In-person absentee voting is available  through November 7 at most city halls across Hennepin County, and four Minneapolis locations including the Early Vote Center in downtown Minneapolis, at 217 South Third Street. Each city location can accommodate voters who live in that particular city.

Check available locations

Voters who live anywhere in Hennepin County also may vote in person on the Hennepin County Government Center skyway level, 300 S. Sixth Street, Minneapolis. Voting is available 8 a.m. to 4:30 p.m., Monday through Friday, with extended hours the week before Election Day, November 8. 

Learn more about absentee voting in person. 

Vote absentee by mail 

Voters must fill out a paper or online application to get a ballot. Paper applications are available in English, Spanish, Hmong, Somali, Vietnamese, Russian, Chinese, Lao, Oromo, Khmer and Amharic.

Access the application

Absentee voters do not need to be preregistered to apply to vote. However, you can take steps to make the application process smoother.

Preregister for the general election

Confirm that you are already registered

Cast your vote

Absentee ballots will be mailed to voters within one to two days of receiving the application. 

Completed ballots must be received on or before Election Day, November 8. Voters can return ballots by mail or in person.  

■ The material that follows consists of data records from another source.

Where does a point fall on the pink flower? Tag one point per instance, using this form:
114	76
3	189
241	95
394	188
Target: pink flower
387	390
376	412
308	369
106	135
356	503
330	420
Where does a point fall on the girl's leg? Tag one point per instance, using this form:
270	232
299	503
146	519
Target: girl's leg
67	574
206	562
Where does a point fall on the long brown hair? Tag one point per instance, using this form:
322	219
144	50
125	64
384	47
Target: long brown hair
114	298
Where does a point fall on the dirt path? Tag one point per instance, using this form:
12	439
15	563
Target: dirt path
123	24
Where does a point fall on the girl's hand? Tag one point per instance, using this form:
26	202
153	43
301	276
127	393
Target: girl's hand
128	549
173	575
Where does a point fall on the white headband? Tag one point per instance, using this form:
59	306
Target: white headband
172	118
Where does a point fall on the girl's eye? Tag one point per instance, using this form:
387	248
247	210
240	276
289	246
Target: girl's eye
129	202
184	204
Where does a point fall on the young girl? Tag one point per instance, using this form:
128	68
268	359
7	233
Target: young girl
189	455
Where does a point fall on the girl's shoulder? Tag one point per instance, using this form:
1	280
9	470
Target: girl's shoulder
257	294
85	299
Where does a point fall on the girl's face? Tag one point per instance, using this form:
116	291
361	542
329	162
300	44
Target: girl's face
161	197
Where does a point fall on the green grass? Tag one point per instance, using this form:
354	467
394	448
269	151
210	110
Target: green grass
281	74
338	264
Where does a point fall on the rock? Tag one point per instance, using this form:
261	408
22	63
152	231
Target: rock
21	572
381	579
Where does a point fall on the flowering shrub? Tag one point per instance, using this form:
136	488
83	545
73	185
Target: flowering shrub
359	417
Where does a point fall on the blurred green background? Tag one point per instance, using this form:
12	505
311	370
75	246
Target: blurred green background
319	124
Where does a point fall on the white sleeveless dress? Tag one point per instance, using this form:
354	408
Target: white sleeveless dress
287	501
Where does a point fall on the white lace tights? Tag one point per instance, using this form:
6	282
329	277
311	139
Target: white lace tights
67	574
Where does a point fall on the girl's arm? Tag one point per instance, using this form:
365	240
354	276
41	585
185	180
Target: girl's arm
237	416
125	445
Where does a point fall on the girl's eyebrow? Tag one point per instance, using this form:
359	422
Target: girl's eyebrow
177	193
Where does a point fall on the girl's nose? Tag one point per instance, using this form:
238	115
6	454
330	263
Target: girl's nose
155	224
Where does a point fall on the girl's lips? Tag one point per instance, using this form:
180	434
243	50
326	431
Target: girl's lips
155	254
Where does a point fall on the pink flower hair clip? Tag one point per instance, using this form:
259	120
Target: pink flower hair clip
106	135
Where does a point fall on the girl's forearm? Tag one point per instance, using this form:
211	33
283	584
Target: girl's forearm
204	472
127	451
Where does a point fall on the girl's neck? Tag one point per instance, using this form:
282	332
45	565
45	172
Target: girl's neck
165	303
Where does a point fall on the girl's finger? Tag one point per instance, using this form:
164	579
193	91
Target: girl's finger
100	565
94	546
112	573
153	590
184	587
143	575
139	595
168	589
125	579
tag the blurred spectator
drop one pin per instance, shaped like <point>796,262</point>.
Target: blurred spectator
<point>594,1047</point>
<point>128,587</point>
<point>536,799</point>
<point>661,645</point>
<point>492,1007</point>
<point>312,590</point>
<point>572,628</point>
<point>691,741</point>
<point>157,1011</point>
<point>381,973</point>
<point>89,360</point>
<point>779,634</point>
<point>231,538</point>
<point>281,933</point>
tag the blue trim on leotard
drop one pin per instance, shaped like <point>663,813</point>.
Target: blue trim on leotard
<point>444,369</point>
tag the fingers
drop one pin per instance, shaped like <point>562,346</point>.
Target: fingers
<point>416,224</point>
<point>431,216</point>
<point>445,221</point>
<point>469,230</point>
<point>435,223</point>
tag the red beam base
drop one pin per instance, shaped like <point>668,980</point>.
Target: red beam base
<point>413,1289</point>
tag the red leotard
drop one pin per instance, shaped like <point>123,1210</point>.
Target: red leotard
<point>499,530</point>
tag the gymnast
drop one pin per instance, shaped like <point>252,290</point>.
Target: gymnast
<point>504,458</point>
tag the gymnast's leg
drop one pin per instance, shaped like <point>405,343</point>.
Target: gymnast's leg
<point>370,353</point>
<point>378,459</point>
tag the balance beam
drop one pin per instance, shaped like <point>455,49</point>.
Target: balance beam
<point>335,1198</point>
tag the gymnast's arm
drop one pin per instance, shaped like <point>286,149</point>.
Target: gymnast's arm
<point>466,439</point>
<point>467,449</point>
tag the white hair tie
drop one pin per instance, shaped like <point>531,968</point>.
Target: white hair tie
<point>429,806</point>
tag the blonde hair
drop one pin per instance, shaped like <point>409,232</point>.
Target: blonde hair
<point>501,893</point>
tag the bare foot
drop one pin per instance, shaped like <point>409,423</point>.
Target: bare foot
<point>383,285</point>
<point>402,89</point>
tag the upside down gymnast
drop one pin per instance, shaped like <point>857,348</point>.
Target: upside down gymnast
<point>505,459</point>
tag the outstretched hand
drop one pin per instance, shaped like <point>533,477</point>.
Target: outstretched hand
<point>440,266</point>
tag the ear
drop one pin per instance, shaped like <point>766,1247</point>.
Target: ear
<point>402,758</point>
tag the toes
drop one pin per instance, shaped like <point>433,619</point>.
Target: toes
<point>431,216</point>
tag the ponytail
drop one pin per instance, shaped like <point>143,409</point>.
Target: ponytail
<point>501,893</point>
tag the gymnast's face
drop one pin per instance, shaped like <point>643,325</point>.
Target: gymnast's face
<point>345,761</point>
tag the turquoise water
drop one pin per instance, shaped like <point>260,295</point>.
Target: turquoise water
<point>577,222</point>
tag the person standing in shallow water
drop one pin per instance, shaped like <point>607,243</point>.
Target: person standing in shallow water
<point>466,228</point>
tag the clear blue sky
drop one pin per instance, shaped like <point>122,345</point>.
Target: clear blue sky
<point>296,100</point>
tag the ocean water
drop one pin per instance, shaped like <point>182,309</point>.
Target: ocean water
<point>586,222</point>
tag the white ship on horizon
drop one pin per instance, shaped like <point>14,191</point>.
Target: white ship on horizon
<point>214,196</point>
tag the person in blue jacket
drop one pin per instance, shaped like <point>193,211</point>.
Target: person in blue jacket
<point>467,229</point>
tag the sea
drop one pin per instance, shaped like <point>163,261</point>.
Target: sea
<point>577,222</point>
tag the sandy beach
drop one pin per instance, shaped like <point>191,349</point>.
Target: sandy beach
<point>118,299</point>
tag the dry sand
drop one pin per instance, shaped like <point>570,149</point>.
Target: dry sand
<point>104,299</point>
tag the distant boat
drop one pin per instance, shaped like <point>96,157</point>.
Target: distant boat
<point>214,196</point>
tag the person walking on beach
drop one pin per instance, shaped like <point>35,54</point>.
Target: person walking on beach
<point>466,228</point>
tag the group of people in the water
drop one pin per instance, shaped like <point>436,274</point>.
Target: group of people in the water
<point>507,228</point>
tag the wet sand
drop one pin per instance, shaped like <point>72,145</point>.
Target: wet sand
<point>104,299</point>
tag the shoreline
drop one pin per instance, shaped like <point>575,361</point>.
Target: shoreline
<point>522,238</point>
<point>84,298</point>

Learn more about absentee voting by mail 

Upcoming budget hearings

Human Services and Public Health

Thursday, October 6, 2016, 9:30 – 11:30 a.m. (follow-up, if needed)

Capital Budgeting Task Force and fees

Thursday, October 20, 2016, 9 a.m. – noon

Truth-in-Taxation public meeting

Tuesday, November 29, 2016, 6 p.m. Participants can park for free after 5 p.m. in the Government Center ramp. Enter on 3rd Avenue.

Administrator amendments

Wednesday, December 7, 2016, during Budget and Capital Investment Committee meeting

Commissioner amendments

Monday, December 12, 2016, 9 a.m. – 1 p.m.

County Board vote on 2017 budget and levy

Tuesday, December 13, 2016, 1:30 p.m.